Basically it's an engineering tradeoff. There is more demand for LLMs that can solve open math problems, but can't count the Rs in strawberry, than there is for models that can count letters but are bad at everything else.

number6 · 2026-03-24T02:38:05 1774319885

Programming will become like knitting. You buy most of your cloth of the shelf, but there is a quality to a hand made pullover, well you wouldn't want to wear it, but you love to make it.

number6 · 2026-03-24T02:34:21 1774319661

Last year I got two coworkers. My first in terms of coding. First I looked at everyone code request, but it soone overwhelmed me. We got a third and there was no way I could oversee everything and since I got a team of three management gave me other responsibilities on top.

I have no idea what they code and how they code it. I only go over the specs with them. Everything got quicker but the quality went down. I had to step in and we now have e2e-Test for everything. Maybe it's too much, but bugs got squashed and catched before we shipped.

So that's a win. Before I could test everything by hand. I worked more on things like creating a working release cycle and what tools we should use.

With or without AI the situation would have been similar.

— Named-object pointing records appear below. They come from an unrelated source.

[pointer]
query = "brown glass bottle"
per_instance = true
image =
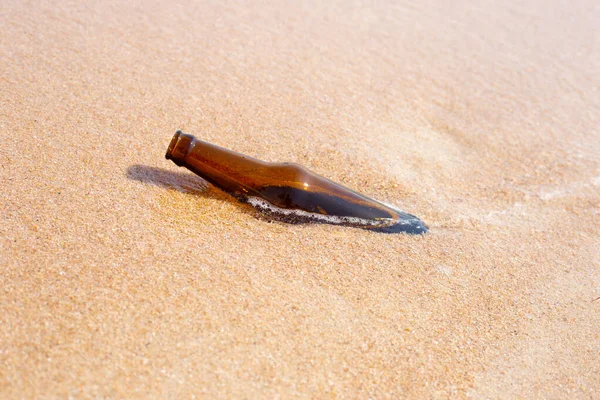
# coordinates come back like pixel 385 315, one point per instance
pixel 286 191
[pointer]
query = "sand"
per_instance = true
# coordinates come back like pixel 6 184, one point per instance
pixel 123 276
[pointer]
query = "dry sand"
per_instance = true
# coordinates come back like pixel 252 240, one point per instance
pixel 122 276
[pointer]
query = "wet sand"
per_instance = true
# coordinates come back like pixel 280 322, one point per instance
pixel 125 276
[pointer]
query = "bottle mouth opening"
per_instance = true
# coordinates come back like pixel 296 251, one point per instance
pixel 180 146
pixel 172 145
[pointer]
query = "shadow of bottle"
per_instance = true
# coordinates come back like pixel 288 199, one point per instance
pixel 192 184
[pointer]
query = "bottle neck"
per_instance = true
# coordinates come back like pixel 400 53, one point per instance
pixel 179 148
pixel 228 170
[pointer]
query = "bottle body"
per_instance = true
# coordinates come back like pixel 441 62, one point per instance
pixel 285 187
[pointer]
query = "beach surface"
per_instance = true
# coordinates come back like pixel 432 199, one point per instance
pixel 124 276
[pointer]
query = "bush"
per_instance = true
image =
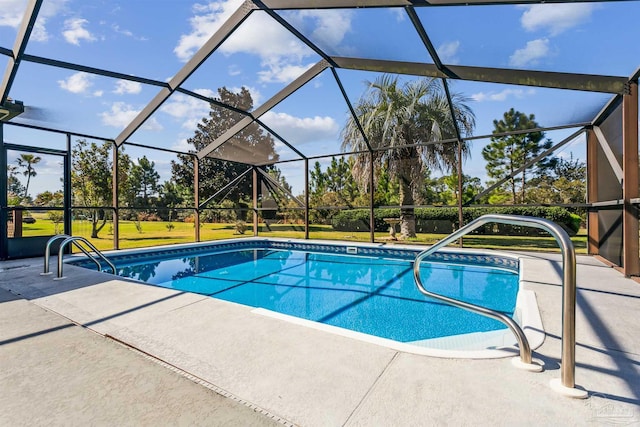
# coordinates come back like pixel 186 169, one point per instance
pixel 430 220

I became a manager. We move the needle. I don't really get to code anymore and I don't see much of the code. It's strange.

number6 · 2026-03-08T19:40:15 1772998815

AI can't hold copyright (as for now) how will this affect licencing?

votepaunchy · 2026-03-14T14:00:40 1773496840

The MIT License exists because in the US you cannot make a work public domain. AI works being public domain is effectively equivalent.